A proposal raising from $10 billion to $15 billion the asset size of certain federally insured credit unions (FICUs) whose supervision is handled by an office assigned to large, complex institutions is out for public comment until May 2, according to a notice published in Thursday’s Federal Register.
The proposed rule by the National Credit Union Administration (NCUA) Board would affect which institutions the agency designates for supervision by its Office of National Examinations and Supervision (ONES). ONES was established in 2013 to oversee the largest and most complex credit unions in the credit union system.
While it also supervises the corporate credit union system, last month’s proposed rule does not apply to corporates (which carry out a function similar to “bankers’ banks”).
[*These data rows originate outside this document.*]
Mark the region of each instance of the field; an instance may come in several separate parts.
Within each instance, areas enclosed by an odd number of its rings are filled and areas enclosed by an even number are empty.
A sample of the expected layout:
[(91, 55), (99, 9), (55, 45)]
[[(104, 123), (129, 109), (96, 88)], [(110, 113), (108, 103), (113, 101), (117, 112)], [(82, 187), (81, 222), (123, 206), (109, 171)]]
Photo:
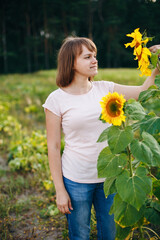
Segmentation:
[[(68, 239), (52, 183), (42, 108), (56, 71), (0, 76), (0, 239)], [(136, 69), (100, 69), (95, 80), (140, 85)], [(63, 139), (62, 139), (63, 150)], [(96, 239), (94, 212), (91, 239)]]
As the agency notes in a proposed rule summary, this proposal would provide that FICUs with less than $15 billion in total assets (tier I FICUs) not currently supervised by ONES will be supervised by the appropriate NCUA regional office. Tier I FICUs currently supervised by ONES and FICUs with $15 billion and more in total assets (tier II and tier III FICUs) would continue to be supervised by ONES.
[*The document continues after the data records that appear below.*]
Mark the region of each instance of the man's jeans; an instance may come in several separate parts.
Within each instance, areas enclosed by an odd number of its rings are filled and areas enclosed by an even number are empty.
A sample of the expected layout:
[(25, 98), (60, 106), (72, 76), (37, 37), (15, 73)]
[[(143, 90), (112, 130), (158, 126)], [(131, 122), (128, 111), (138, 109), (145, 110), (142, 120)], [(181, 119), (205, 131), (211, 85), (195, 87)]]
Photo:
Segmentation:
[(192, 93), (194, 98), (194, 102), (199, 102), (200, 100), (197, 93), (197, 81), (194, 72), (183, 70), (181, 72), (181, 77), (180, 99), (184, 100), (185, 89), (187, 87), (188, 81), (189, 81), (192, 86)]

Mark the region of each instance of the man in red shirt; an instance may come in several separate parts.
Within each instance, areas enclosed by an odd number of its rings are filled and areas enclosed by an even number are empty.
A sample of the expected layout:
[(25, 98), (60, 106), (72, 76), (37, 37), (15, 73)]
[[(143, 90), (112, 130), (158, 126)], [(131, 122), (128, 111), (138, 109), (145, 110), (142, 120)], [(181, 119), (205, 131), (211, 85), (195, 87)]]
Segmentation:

The NCUA said the proposed rule would also not alter any regulatory requirements for covered credit unions.
The agency indicated it was making the proposal in response to brisk asset growth by the very large credit unions, as opposed to smaller ones, during the coronavirus crisis. Without this rule change, the agency said in February, at least nine new federally insured credit unions will meet or exceed the $10 billion threshold and become subject to supervision by ONES starting Jan. 1, 2023.
The smaller credit unions not supervised by ONES are supervised by their NCUA regional office.
The NCUA said it does not believe that altering the threshold for ONES coverage will result in undue risk to the credit union savings insurance fund, the National Credit Union Share Insurance Fund (NCUSIF).